Excuse the slightly harsh tone of this post.
I recently came across a video titled “Death to Mumble Rap” and it was basically everything that I anticipated it would be: a posse of fast-rapping white guys (plus one black guy) saying a lot of stuff while simultaneously saying very little, and figuratively dunking on the hip-hop subgenre pejoratively known as “mumble rap.”
It reminded me of a video I saw last year with a similar “lyricist dislikes mumble rap” vibe, conveniently titled “Mumble Rapper vs. Lyricist.” The artist, a guy named Vin Jay, attempts to rap from the standpoint of both a SoundCloud rapper and a “traditional” lyricist.
For the most part, I hated both these snobbish displays of overt white saviorism.
“Mumble rap” itself is a controversial term that is frequently misused. Mumble rap isn’t so much a subgenre of hip-hop as it is a term used to invalidate new rappers and artists within the trap subgenre. The pejorative is most often used to describe rappers whose music is characterized by slurred or sluggish flows and repetitive/reductive lyrics. However, the term has also been used in recent years to describe anybody that doesn’t fit the mold of a “traditional” lyricist — whether their lyrics are actually unintelligible or not.

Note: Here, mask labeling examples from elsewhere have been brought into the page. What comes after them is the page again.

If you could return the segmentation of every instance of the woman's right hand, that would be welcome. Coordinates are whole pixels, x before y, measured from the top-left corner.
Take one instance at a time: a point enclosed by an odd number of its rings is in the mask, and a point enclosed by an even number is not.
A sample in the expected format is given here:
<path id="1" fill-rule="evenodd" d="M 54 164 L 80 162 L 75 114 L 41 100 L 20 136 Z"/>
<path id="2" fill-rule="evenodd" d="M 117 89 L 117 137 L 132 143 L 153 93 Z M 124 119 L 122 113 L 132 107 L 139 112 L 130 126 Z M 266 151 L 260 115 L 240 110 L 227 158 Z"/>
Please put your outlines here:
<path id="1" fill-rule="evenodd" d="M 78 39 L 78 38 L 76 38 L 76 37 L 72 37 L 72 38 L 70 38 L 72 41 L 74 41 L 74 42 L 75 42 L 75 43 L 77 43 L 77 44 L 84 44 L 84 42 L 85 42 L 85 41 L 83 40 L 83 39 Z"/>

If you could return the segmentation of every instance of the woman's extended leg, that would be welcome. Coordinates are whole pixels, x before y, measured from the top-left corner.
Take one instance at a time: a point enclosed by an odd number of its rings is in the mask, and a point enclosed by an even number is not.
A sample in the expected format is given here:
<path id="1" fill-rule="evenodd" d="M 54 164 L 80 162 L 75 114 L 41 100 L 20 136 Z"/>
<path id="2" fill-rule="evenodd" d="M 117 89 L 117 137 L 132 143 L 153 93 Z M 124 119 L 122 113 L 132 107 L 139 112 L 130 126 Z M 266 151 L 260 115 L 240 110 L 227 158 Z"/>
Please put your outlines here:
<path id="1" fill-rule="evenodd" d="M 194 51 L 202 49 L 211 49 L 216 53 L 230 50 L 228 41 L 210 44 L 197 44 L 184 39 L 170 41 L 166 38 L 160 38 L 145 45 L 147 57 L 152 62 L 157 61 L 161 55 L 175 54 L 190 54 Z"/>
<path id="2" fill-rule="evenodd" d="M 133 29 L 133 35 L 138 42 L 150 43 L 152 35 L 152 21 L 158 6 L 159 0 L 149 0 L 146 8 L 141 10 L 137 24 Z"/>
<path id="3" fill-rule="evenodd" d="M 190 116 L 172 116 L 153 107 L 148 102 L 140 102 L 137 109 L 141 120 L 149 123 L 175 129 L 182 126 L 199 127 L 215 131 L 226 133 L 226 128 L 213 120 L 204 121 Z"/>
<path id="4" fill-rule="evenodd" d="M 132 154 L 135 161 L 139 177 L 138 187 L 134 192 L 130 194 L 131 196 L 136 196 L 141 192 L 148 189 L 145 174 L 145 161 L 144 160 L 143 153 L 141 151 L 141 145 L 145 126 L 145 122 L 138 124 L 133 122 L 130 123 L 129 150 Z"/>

An inaccurate, inconsistently-used descriptor, the term “mumble rapper” is also a continuation of the long history of discrimination against the way Black people speak. The term “mumble” is almost never used outside of hip-hop — a Black-dominated genre. And when it’s used within hip-hop, it’s rarely ever in reference to non-Black rappers (besides maybe Lil Pump and Lil Xan). Hip-hop producer Cam O’bi made an interesting comment about the racial aspect of this delineation on Twitter a few years ago: “Nobody calls death metal ‘mumble rock.’”
You call Spanish/Spanglish music, “mumble” music? Or do you respect the fact that you don’t understand them?
A more clear example of this derision of Black speech can be seen through Seattle rapper Lil Mosey. Mosey, a member of the 2019 XXL Magazine Freshman Class and a rapper frequently disparaged for being a “mumble rapper,” was asked in an interview with Complex magazine about what he thinks about that label. His answer was very telling:
I wouldn’t consider myself a mumble rapper, because I don’t know what that is. But when I talk, I mumble. So it’s in my music because that’s how I talk…I tried to make myself be able to talk better than that and I couldn’t.
The musicsphere’s use of the term “mumble”, more often than not, ends up being an indictment on artists simply for the way that they speak.
And mind you, I’m not here to defend all “mumble rap,” or imply that it’s wrong to dislike rap that doesn’t align perfectly with “tradition.” I’m not a fan of many of the new-wave trapstars. I think some of it is derivative. I think Lil Pump’s career shouldn’t even exist. I think hip-hop needs less artists like Nav and Lil Xan. I think rap can also do without the increasing number of industry plants who market depression and drug-abuse as an “aesthetic” to suburban white teenagers.
But what I’m not going to do is pretend that “mumble rap” isn’t an essential — yes, essential — chapter of hip-hop’s history. “Mumbling” pioneers like Gucci Mane, Lil Wayne, and Future — whether we want to admit it or not — have shaped much of contemporary rap music and have contributed mightily to the zeitgeist that hip-hop has become. Un/intentionally, “mumblers” have engaged society in conversations about mental health and drug abuse as a coping mechanism, as well as illuminated the hypocrisy in the way we validate people’s struggles. Black “mumblers” have inspired dance crazes and cultural phenomena. Black “mumblers” regularly dictate fashion trends. Black “mumblers” have crafted songs worthy of national anthem status.
Almost none of this can be said of the corny, egotistical, lyrical-spiritual-miracle Eminem clones with savior complexes who feel that they need to “liberate” Black culture from the clutches of Auto-tune — and yes, this includes their Lord and Savior Slim Shady himself. Instead of respecting and growing along with the culture — the way the late Mac Miller did — they’ve resorted to finger-wagging over nauseating beat selections as they hold fast to the unfounded belief that “fast rapping” equates to “good rapping.” And ironically enough, they are often just as inessential and unoriginal as they claim the Black “mumblers” to be.